August 24, 2015

Can you dismiss a whistleblower?

Dismissing an employee for ‘blowing the whistle’ is automatically unfair, no matter how long they’ve been at the organisation, according to a recent case.

Workers are protected under the law if they reveal to those in positions of authority suspected malpractice at work.

It is in the public interest that the law protects whistleblowersso that they can speak out if they find malpractice in an organisation. A report from whistleblowing charity Public Concern at Work (PCAW) has highlighted how misguided the Government’s Enterprise and Regulatory Reform Act (ERRA) really is.

As far as dismissal is concerned, a dismissal for making a disclosure is automatically unfair and there is no qualifying period of service needed to bring a claim.

A successful claimant is entitled to an unlimited injury to feelings award. As recently as 2013, the legislation was changed to require that a disclosure be in the public interest.

Earlier this year, in the case of Chestertons v Nurmohamed, the Employment Appeal Tribunal (EAT) ruled on this for the first time.

The case

In the case, the Claimant was a senior manager in a firm of estate agents.

He made disclosures alleging that the company was manipulating its accounts to the detriment of the commission payable to him or the 100 or so other senior managers for the benefit of shareholders and in breach of a legal obligation to the managers.

The EAT ruled that the appropriate test for public interest was that the employee has a reasonable belief that the disclosure was in the public interest and in this case the 100 or so general managers did constitute “the public”.

Employers need to be very careful when analysing communications from an employee and understanding whether or not they are a protected disclosures particularly where there are disciplinary issues involving the employee concerned.

In a recent case in a two page grievance email the following paragraph appeared:“Finally there is another issue to do with health and safety.

“Close to my office is a stock room where asbestos was previously found.
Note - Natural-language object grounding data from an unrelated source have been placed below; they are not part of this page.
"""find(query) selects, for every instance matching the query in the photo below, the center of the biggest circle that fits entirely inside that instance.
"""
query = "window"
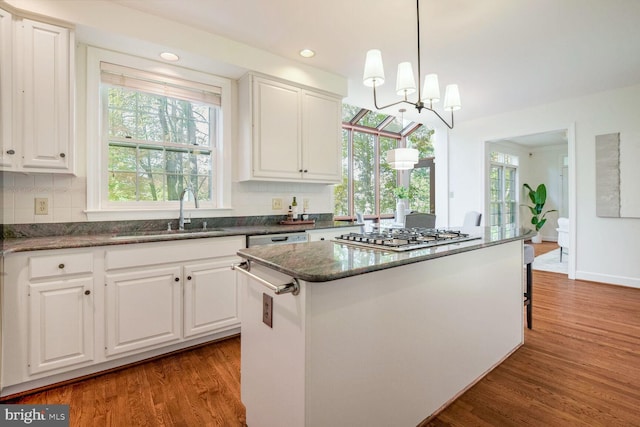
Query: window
(160, 138)
(368, 181)
(503, 180)
(162, 130)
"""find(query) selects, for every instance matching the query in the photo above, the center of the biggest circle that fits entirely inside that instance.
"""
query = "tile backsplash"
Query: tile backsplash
(66, 196)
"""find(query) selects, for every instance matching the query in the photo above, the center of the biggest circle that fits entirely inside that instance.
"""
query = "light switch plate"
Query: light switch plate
(41, 206)
(267, 310)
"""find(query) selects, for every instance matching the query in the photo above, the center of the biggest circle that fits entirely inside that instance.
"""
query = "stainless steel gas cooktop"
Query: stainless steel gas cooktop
(404, 239)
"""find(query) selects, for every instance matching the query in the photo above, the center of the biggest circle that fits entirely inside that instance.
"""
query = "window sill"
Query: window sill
(150, 214)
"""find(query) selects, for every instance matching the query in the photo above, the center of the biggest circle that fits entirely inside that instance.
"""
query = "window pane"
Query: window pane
(394, 126)
(420, 190)
(341, 191)
(122, 158)
(387, 177)
(349, 112)
(421, 141)
(122, 186)
(372, 119)
(364, 173)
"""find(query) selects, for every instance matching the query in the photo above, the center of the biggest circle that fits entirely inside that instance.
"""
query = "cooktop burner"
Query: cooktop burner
(405, 239)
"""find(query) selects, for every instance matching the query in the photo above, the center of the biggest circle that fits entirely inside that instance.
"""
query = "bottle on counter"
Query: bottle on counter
(294, 209)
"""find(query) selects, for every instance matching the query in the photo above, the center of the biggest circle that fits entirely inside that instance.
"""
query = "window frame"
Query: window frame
(98, 207)
(354, 125)
(504, 166)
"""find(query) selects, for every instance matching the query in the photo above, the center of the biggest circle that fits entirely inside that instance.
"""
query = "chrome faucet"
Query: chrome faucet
(181, 220)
My staff members and I do not feel comfortable entering and exiting there”.

Despite the Claimant admitting that the room was kept locked and that only the employer’s builder had the key the judge found that this was a protected disclosure.

In another recent case the employee, a domiciliary care worker, in a grievance suggested that the hours that she worked created a health and safety risk for herself and the lady she cared for without any further explanation.

The rest of her grievance related to her terms and conditions and she was dismissed for refusing to sign her contract and a 48 hour opt out.

The tribunal found that her grievance related to her terms and conditions and that she had failed to show that there was any public interest.